上記に鑑み、本発明は、津波などに対してより強力に対抗し得るようにした津波・洪水等の非常事態からの避難装置を提供することにある。
【課題を解決するための手段】
【0004】
上記課題を解決するため、請求項1に記載の発明は、基盤に3個所以上をもって打設された鉄筋コンクリート製主基礎ブロックと、これら主基礎ブロック間をつなぐ主地中梁と、前記主基礎ブロック上に立設固定された複数本の支柱と、これら複数本の支柱上に固定された避難ステージと、基盤側と避難ステージとの間を連絡する登降手段とを備えた津波・洪水等の非常事態からの避難装置であって、前記主基礎ブロックの避難装置外側に相当する個所からは、補助地中梁が張り出して設けられている。
【発明の効果】
【0005】
本発明によれば、基盤に3個所以上をもって打設された鉄筋コンクリート製主基礎ブロックと、これら主基礎ブロック間をつなぐ主地中梁と、前記主基礎ブロック上に立設固定された複数本の支柱と、これら複数本の支柱上に固定された避難ステージと、基盤側と避難ステージとの間を連絡する登降手段とを備えた津波・洪水等の非常事態からの避難装置であって、前記主基礎ブロックの避難装置外側に相当する個所からは、補助地中梁が張り出して設けられているので、津波などに対してより強力に対抗し得るようにした津波・洪水等の非常事態からの避難装置を提供することができる。
【発明を実施するための最良の形態】
【0006】
以下の各実施形態で説明されている個々の提案技術は他の実施形態にも適用されるものとする。

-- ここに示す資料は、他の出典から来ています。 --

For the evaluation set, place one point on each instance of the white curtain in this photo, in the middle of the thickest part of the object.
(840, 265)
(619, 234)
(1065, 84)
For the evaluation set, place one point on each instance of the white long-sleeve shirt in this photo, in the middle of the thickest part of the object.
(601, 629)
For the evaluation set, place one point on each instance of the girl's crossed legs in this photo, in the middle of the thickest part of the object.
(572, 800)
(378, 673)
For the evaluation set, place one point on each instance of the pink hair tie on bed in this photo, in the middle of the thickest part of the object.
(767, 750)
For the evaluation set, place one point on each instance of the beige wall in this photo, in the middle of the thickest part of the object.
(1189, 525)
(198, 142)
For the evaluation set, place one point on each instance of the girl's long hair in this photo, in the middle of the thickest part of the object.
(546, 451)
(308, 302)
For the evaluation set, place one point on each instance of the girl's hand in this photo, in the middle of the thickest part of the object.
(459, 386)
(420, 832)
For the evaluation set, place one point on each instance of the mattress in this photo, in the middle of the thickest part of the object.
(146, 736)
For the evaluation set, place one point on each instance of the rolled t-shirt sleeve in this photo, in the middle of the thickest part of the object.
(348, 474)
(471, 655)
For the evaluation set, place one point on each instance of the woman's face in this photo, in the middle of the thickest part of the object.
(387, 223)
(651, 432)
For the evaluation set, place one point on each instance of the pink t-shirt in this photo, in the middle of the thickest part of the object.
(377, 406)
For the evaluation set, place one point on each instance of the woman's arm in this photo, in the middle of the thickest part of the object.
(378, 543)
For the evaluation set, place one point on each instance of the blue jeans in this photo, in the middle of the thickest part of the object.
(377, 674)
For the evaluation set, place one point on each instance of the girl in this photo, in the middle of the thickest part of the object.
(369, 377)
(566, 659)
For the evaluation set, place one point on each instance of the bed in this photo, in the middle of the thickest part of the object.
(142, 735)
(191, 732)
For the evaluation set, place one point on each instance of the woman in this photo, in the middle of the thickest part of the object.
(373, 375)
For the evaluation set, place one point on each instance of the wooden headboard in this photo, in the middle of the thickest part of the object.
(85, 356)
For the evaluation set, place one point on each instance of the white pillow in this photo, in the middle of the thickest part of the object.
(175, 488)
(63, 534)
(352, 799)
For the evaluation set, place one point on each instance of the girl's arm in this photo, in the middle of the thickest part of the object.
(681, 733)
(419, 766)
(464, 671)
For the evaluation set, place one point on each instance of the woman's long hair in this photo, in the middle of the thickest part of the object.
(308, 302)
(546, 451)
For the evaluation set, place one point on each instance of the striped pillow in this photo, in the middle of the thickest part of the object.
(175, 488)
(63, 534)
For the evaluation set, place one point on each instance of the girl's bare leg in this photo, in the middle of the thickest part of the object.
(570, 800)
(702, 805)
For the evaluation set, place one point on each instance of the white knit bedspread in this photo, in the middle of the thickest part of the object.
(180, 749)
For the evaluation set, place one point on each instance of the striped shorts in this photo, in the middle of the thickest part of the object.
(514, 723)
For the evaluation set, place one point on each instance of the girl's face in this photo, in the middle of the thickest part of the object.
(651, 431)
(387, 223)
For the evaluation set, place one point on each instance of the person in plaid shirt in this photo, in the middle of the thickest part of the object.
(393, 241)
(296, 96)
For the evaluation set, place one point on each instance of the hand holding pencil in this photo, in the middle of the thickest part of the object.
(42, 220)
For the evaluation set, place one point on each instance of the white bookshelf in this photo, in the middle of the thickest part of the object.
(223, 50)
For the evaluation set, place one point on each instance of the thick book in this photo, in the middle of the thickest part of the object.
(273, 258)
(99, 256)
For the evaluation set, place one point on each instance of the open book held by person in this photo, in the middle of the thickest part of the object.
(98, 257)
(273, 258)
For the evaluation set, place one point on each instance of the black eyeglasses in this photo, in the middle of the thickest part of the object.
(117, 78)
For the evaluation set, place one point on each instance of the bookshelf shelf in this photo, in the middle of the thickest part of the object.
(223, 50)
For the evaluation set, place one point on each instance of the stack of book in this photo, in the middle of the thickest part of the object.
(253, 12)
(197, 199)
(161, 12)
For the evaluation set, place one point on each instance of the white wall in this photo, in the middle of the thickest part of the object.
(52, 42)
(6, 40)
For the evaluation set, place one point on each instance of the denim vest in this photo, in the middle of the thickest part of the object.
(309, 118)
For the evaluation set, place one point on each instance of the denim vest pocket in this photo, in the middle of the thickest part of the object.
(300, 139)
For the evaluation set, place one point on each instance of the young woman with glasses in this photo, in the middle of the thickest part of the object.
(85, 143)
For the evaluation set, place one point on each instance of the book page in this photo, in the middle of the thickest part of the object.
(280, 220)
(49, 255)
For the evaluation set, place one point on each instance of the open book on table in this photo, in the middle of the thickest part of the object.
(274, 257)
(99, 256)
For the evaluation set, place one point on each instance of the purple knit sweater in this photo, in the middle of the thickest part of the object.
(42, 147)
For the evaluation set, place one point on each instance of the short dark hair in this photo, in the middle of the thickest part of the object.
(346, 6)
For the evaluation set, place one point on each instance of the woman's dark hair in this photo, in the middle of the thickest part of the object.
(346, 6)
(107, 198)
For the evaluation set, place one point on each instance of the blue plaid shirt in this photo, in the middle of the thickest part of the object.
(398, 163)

図1(横断面図)および図2(図1のL−L線断面図)は実施形態は、津波波力あるいは液状化現象が作用しても避難装置全体が転倒や傾斜、沈降などの異常事態を発生しないように工夫したものである。特に、装置は前後長が9mであるが幅が4.5mであることから左右への転倒などが心配されるがその対策をしたものである。
【0007】
すなわち、327は主基礎ブロック、328は支柱、329は主地中梁で、主基礎ブロック327間が主地中梁329で相互連結されこれらが鉄筋コンクリート製でなっているとともに、主基礎ブロック327上にフランジ330をアンカー固定して支柱328を立設固定したものであって、同装置の主基礎ブロック327からは、アウトリガー方式のように鉄筋コンクリート式の補助地中梁331…が合計6本張り出され、その外端に安定化用基礎ブロック332…を一体装備したものである。
【0008】
また、装置の前後方向Vにも同様に補助地中梁331および安定化用基礎ブロック332…が配備されている。333は補助地中梁331と支柱328を結ぶ補強斜材である。尚、補助地中梁331は右上欄のようなH形や溝型などの型鋼334や矢板(溝を下に向けた1本あるいは複数本のアングル材でもよい)335でもよいし、FFU(ガラス長繊維強化プラスチック発泡体)やEPS(強化発泡スチロール)などでもよい。矢板335は溝を下向きにすると液状化現象のときにその内部に泥水などが入り込んで装置が沈むのを有効に阻止する。
【0009】
これに対して、安定化用基礎ブロック332は、補助地中梁331と同じものを組み合わせる場合と、異なるものを組み合わせる場合とがある。ここに異なるものを組み合わせるとは、例えば、補助地中梁331がH型鋼である場合安定化用基礎ブロック332はH型や丸パイプ、アングル材、溝型鋼などの型鋼の他に鉄筋コンクリートブロックやFFUなどでもよい。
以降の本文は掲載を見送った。